Then I pulled out the Northern beans I was soaking for soup [original typo: soap] and tried to figure out what to do with them given that the local grocery store didn't have a ham bone. Seriously. They had ham hocks... SMOKED ones. Last time I substituted meat-that-had-had-something-done-to-it for meat in a recipe I was very sorry. So I turned that into a sort of Tuscan white bean and sausage soup. Do you have any idea how hard it is to concentrate on chopping up stuff for soup when the aroma of banana bread is taking over your brain?

Now I could start a yeast bread dough rising, and I should, soon, if I want fondue tonight, but I'm restin' my feet for a bit.

Time for a poll:

[Poll #1143214]
Saturday, February 23rd, 2008 09:53 pm (UTC)
Huh. I know squat about corned beef, so thanks for the info!
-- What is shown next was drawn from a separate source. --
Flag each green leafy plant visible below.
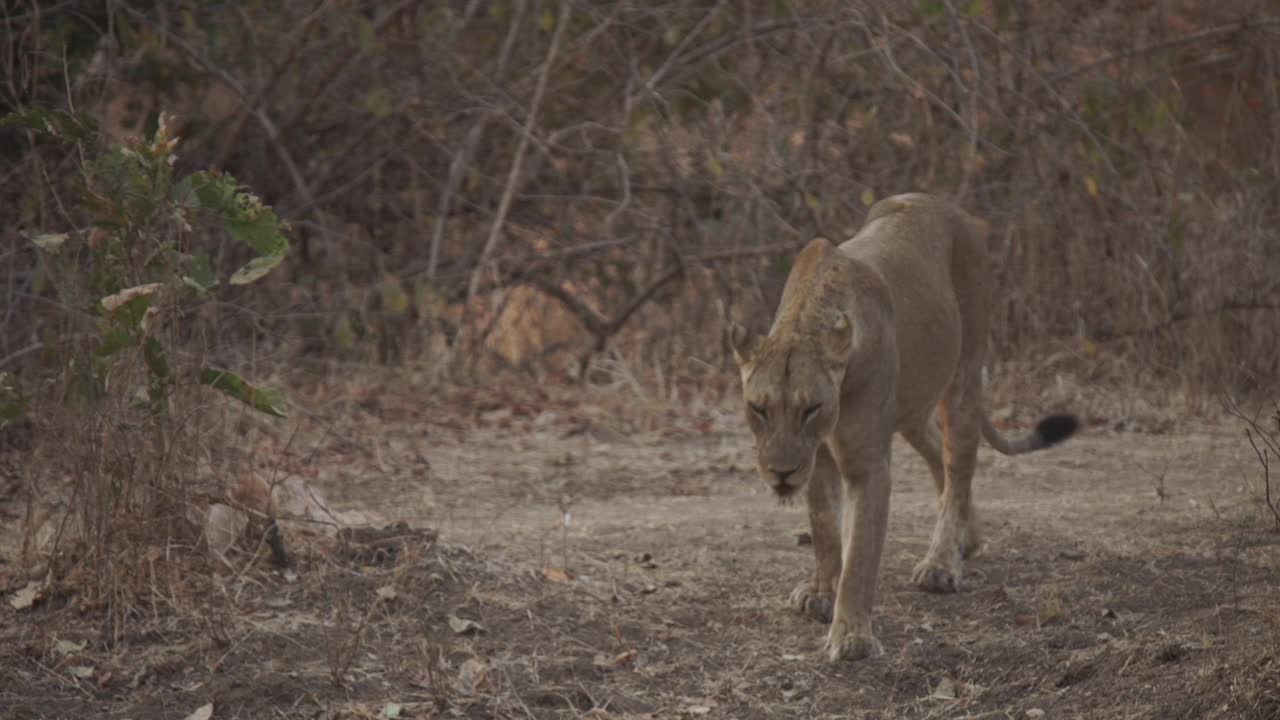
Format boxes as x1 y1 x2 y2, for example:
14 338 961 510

That explains why the major result I experienced was YIKES THIS IS WAY TOO SALTY TO EAT. :)

I was a bit worried about the smoke flavor. I should note that I don't know how smoked ham hocks SHOULD look, but those things looked like they'd been smoked for weeks.
Saturday, February 23rd, 2008 10:29 pm (UTC)
Yup. There's probably a reason that the usual way of preparing corned beef (so far as I'm familiar with, anyhow) is to boil it with lots of water (and usually with cabbages, carrots, onions, potatoes, etc.) for several hours. The boiling undoubtably leaches out quite a lot of the salt in the beef.
Saturday, February 23rd, 2008 10:50 pm (UTC)
The potatoes help pull out some of the salt.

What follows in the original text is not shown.